Ollie Bennett, Plaintiff in Error, v. The State of Florida, Defendant in Error.
    
    Opinion Filed November 25, 1913.
    Criminal Law — Ante Mortem Statements — When Admissible — Predicate Must Be Laid for Impeachment of Witness By Proof of Contradictory Statements — Oral Rehearsal of Defendants Evidence at Coroners Inquest.
    1. To render dying declarations admissible, the trial judge must be fully satisfied that the deceased declarant, at the time of their utterance, believed that his death was imminent and inevitable, and that he entertained no hope of recovery. This absence of all hope of recovery, and appreciation by the deceased of his speedy and inevitable death, is a preliminary foundation that must always be laid to make such declaration admissible. It is a mixed question of law and fact for the presiding Judge to decide before permitting the introduction of the declaration itself. It is not necessary that such preliminary foundation should be proven by express utterances of the deceased, but it may be gathered from any circumstance or from all the circumstances of the case.

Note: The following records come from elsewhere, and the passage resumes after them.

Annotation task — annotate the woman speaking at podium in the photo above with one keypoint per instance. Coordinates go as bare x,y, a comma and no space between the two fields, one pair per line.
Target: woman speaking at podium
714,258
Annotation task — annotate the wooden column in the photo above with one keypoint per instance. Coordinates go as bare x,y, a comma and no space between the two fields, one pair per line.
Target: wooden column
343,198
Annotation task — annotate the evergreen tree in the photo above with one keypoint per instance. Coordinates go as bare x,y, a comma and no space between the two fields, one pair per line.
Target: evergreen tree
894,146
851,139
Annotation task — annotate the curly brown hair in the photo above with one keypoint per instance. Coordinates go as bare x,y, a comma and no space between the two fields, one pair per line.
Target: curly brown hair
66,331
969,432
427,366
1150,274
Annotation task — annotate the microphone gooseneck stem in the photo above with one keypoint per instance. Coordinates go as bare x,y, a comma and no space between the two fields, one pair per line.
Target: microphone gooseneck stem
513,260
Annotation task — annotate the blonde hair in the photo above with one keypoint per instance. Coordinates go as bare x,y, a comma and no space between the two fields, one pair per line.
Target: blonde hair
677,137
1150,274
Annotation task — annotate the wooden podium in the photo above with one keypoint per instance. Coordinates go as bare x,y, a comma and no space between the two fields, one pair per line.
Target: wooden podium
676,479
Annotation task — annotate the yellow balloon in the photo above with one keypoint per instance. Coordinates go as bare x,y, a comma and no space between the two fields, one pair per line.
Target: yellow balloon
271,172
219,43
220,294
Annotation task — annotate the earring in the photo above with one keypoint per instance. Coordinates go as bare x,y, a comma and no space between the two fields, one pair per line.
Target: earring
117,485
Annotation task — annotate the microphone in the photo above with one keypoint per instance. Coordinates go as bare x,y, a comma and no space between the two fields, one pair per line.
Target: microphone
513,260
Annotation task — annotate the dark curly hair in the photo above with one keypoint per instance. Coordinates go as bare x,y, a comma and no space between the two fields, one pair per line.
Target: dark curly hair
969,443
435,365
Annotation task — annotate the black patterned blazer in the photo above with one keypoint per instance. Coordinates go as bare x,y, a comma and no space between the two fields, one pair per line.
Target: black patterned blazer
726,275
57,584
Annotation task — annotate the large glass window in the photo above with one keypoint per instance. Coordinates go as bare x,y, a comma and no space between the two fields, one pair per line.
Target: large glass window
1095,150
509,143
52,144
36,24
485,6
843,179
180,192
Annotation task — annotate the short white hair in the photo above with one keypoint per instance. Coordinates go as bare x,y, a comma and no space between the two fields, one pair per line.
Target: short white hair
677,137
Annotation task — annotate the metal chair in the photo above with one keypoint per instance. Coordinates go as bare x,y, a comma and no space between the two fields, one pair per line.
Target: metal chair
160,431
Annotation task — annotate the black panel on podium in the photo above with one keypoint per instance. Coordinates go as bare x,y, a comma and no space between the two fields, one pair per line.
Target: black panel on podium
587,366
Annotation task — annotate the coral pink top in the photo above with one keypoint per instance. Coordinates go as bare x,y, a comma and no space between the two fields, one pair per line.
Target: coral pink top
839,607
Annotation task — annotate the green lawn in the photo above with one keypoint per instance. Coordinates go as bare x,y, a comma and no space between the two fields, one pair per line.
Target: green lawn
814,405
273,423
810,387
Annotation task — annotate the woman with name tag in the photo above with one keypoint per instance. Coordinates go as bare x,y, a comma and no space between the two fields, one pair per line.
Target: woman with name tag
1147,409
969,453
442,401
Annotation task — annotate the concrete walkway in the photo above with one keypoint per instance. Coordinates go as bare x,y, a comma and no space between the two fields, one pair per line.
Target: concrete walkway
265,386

    2. Before testimony is admissible to impeach a witness by showing that he had made statements on another occasion that were contradictory of his present testimony a proper predicate must be laid for such impeaching testimony by calling the attention of the witness to be impeached to the alleged contradictory statements, and to the occasion when it is alleged they were made, and by affording him an opportunity to explain, confess or deny such supposed contradictory statements.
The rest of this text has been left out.